Converting an ANSI C-String to UNICODE


Note: I am trying to write my own function that performs this conversion

I understand that a char is 1 byte, while a wchar_t is 2 bytes.

So this is how a conversion would happen:

1) Input a text

Hello, world

2) Get the bytes of the string

48 65 6c 6c 6f 2c 20 77 6f 72 6c 64 21

3) Allocate memory twice the number of bytes

00 00 00 00 00 00 00 00 00 00 00 00 00 00 00 00 00 00 00 00 00 00 00 00 00 00

4) Fill a byte with the ANSI value, skipping one byte at a time

48 00 65 00 6c 00 6c 00 6f 00 2c 00 20 00 77 00 6f 00 72 00 6c 00 64 00 21 00

I have a couple of questions about this process:

1) Can I simply cast an ANSI string to UNICODE and have it replicate the exact process above, or will it simply fill the first half of the bytes with the ANSI bytes and leave the rest to 0?

char a[] = { "Hello, world!" };
wchar_t* b = reinterpret_cast<wchar_t*>(a);

2) Looking at the MultiByteToWideChar function, I see a CodePage argument and I wonder what it is. Isn't the conversion all the same (as I understand it and wrote it out above)? I thought the ASCII character codes were all the same everywhere, but this argument seems to say otherwise if I am understanding correctly from the fact it has values for Mac and Windows there.


Solution

  • I thought the ASCII character codes were all the same everywhere, but this argument seems to say otherwise if I am understanding correctly from the fact it has values for Mac and Windows there.

    The ASCII codes are, yes, but the high bit of an "Extended ASCII" string (spoiler: there's no such thing) maps to any of a large number of codepages, all different encodings intended for use mostly in different geographic locales. The approach you've taken is fine for the simple, plain ASCII case, but it doesn't work in general, and MultiByteToWideChar knows this. It will re-encode properly from whatever codepage you're using, to what Windows confusingly calls "Unicode" (not "UNICODE"), which is actually more specifically the "UTF-16" encoding.

    Can I simply cast an ANSI string to UNICODE and have it replicate the exact process above, or will it simply fill the first half of the bytes with the ANSI bytes and leave the rest to 0?

    No.
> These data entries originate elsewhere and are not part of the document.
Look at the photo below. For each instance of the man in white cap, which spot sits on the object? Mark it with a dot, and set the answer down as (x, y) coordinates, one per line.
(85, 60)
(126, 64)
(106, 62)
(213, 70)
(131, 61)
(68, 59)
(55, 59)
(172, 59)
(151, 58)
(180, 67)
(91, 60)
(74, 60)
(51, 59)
A cast does not reencode things or change values. There you are just saying "I promise that a is a bunch of wchar_ts, even though it has type char* (it doesn't, it has array type, but close enough for today).

    That code actually has undefined behaviour, if you use b, because you've broken aliasing rules (you can examine a T through a char*, but you can't treat a char[] as some T that you never created). But, if it didn't, you'd find that your "string" were now half the length, and more than likely an invalid UTF-16 sequence that would not render correctly anywhere.
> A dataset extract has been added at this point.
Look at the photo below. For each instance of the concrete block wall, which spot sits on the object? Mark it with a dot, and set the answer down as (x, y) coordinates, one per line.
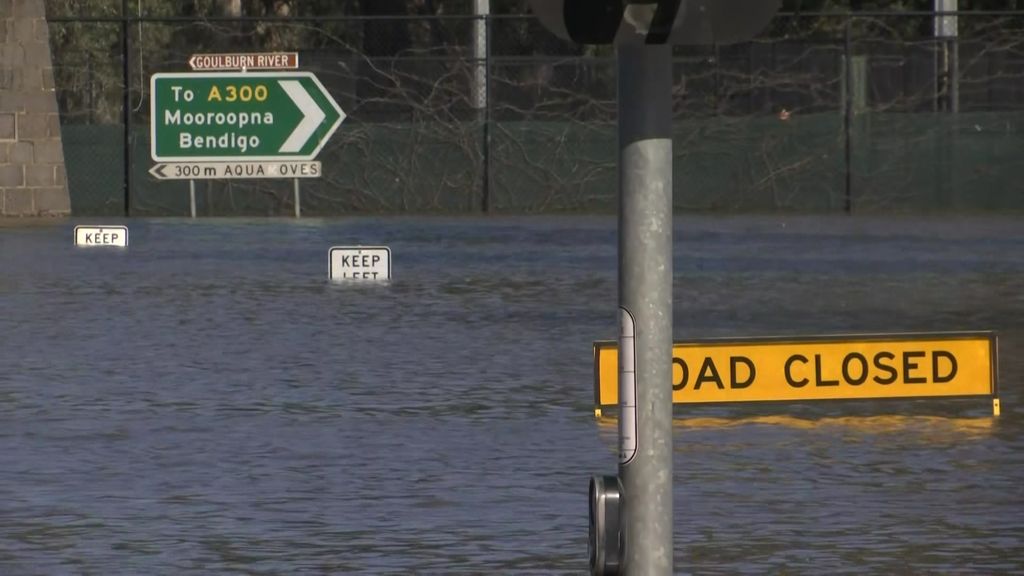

    So if I wanted to support UTF-32, I would have to create my own wrapper for strings since wchar_t is only 2 bytes long and I need 4 bytes, and also I would not be able to print it with printf for example, correct?

    Technically, sort of yes (though you'd use a library like libicu rather than rolling your own).
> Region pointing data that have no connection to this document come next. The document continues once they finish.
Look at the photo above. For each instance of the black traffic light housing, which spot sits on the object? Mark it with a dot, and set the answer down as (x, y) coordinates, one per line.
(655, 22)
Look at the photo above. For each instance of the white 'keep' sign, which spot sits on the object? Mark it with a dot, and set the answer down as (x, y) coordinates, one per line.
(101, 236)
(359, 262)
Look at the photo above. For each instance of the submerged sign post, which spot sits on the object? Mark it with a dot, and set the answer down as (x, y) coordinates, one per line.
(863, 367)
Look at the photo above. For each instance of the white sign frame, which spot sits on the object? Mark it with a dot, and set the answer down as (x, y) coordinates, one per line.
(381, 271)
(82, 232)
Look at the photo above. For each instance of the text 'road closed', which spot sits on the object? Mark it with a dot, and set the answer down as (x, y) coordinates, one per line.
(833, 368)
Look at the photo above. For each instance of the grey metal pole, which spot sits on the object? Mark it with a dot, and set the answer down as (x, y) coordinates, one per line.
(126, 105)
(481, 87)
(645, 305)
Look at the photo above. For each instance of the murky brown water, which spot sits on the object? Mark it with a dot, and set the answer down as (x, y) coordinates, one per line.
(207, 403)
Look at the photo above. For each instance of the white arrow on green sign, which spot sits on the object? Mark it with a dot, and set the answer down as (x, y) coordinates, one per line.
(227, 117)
    But, in reality, you don't want to use UTF-32. Working with the Windows API you're stuck with UTF-16, but other than that we generally prefer UTF-8 over char, which is nice and portable and flexible and good and nice. (You will again want a library for this though.)

    It'd then be up to you as to where you perform the relevant conversions, and/or whether you have a switch that flips from UTF-8 to UTF-16 depending on the platform (like Windows's old UNICODE macro) or just run UTF-8 everywhere until you hit a Windows API boundary.

    Or, if all your input is ASCII as you imply, then you don't really need to do anything other than what you are already: either keep your ASCII throughout the program but convert it to UTF-16 when using the Windows API, or use UTF-16 (and wchar_ts throughout your whole program and have no conversions. Make sure to use wide-char versions of your favourite functions, though (like wprintf) if you go down that route.